Allergies – Pollen and Mold Allergy

During much of the year, plants produce pollen. Mold knows no season and may occur anytime. Plants release pollen in order to fertilize other plants. Not all of those particles reach their intended targets. Some enter the airways of people. The same goes for mold, which can find its way into the nose or mouth through many routes.

The proteins in these plant substances are viewed by the body as foreign invaders. They stimulate the immune system to release antibodies that cause the body to produce histamine. Overproduction leads to well known allergy symptoms. Asthma and wheezing, allergic rhinitis and conjunctivitis (inflammations of the nose and eyelid membranes, respectively), and other symptoms are a common result.

Since pollen grains can be carried by the wind for hundreds of miles, getting away from the area isn’t usually an option. Molds can build up in any humid area of the house. Both these common allergens can’t be eliminated from the overall environment. But they can be minimized in your environment and, more specifically, your body.

Pollen Management

Since pollen levels vary during the day, changing your habits can help control the level of exposure. They’re likely to be higher in the early morning, from about 5 am – 10 am. They’re also affected by humidity levels. Rain or even high humidity can keep pollen down closer to the ground. They don’t fly as well in moist, heavy air.

Keeping the windows closed can help, since it prevents the pollen grains from wafting in through the screens. Air conditioners fitted with good filters are preferable to window or attic fans for cooling. Drying clothes outdoors leads to increased pollen indoors, since the grains get attached to the clothing which then may come into close contact with the nose and mouth.

Mold Management

Mold grows in a humid environment. While humidity helps keep the level of pollen down outdoors, it increases mold inside. An air conditioner/dehumidifier is helpful. Regular cleaning is also helpful to ensure that moisture doesn’t stay on surfaces that come into contact with your hands, then the nose and mouth. Anything that gets on your hands and isn’t washed off will sooner or later end up in your airways.

Keeping the bathroom and kitchen clear of mold is relatively easy with modern sprays. Be sure to cleanse your hands well after cleaning up, though.
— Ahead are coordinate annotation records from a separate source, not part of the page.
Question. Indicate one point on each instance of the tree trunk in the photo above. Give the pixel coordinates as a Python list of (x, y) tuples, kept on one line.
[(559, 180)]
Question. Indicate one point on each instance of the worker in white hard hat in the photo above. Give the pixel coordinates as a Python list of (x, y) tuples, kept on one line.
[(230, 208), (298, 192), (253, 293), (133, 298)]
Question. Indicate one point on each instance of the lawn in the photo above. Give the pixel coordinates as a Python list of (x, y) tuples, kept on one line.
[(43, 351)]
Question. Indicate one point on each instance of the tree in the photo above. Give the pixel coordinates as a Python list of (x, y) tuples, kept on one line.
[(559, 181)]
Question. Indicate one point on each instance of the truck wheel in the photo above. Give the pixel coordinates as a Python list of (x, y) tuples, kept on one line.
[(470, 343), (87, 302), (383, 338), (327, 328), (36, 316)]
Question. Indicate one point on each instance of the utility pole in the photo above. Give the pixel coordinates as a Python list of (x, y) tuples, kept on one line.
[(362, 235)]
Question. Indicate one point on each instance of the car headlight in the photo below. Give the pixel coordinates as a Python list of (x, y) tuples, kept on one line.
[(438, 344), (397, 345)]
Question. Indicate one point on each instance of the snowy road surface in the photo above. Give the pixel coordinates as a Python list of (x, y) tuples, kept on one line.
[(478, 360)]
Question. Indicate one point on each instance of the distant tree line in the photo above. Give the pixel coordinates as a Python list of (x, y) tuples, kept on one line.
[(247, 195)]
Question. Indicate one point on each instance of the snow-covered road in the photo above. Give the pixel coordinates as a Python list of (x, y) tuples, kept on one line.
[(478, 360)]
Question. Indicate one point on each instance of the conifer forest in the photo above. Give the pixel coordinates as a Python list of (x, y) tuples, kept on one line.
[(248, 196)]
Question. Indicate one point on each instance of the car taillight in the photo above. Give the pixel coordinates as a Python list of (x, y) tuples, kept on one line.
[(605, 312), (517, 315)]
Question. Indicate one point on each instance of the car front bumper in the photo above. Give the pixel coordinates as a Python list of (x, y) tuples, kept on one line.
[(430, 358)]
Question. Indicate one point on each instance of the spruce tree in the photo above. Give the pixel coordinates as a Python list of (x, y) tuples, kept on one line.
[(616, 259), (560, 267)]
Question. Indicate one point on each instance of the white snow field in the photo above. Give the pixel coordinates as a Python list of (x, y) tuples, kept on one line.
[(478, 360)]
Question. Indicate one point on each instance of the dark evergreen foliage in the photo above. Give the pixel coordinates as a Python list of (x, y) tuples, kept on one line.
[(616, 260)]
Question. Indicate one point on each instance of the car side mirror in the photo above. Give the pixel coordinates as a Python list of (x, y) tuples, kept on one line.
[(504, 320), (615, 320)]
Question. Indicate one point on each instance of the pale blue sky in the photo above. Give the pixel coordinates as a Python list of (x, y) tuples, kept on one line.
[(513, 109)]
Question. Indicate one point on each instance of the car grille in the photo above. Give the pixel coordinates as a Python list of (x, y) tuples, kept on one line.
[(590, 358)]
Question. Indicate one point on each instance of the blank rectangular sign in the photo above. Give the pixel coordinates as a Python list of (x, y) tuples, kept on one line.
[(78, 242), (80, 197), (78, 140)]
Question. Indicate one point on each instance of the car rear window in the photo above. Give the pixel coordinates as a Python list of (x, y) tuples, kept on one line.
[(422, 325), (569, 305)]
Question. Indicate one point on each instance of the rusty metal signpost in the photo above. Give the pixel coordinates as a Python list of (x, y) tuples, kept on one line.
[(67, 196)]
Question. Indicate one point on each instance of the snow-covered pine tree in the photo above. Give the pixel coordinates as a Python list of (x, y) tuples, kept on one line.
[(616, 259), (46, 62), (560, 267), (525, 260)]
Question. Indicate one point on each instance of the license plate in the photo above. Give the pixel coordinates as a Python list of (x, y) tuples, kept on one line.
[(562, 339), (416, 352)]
Dry the hands well after cleaning thoroughly.


When you’ve undertaken all reasonable preventative measures, but still have an allergic reaction, medication can come to your aid. The underlying condition isn’t cured, but symptom relief can be substantial.

Antihistamines like Benadryl (diphenhydramine) are one effective treatment. They counteract the overproduction of histamine that leads to swollen nasal passages and other common symptoms. Corticosteroids are another option. They help reduce nasal inflammation and minimize excess mucous production. Overuse can lead to bad side effects, however.


For any allergic condition which persists for more than two weeks, a visit to a specialist is in order. There are no cures for allergies, but proper diagnosis, management and treatment can substantially reduce the unpleasant effects.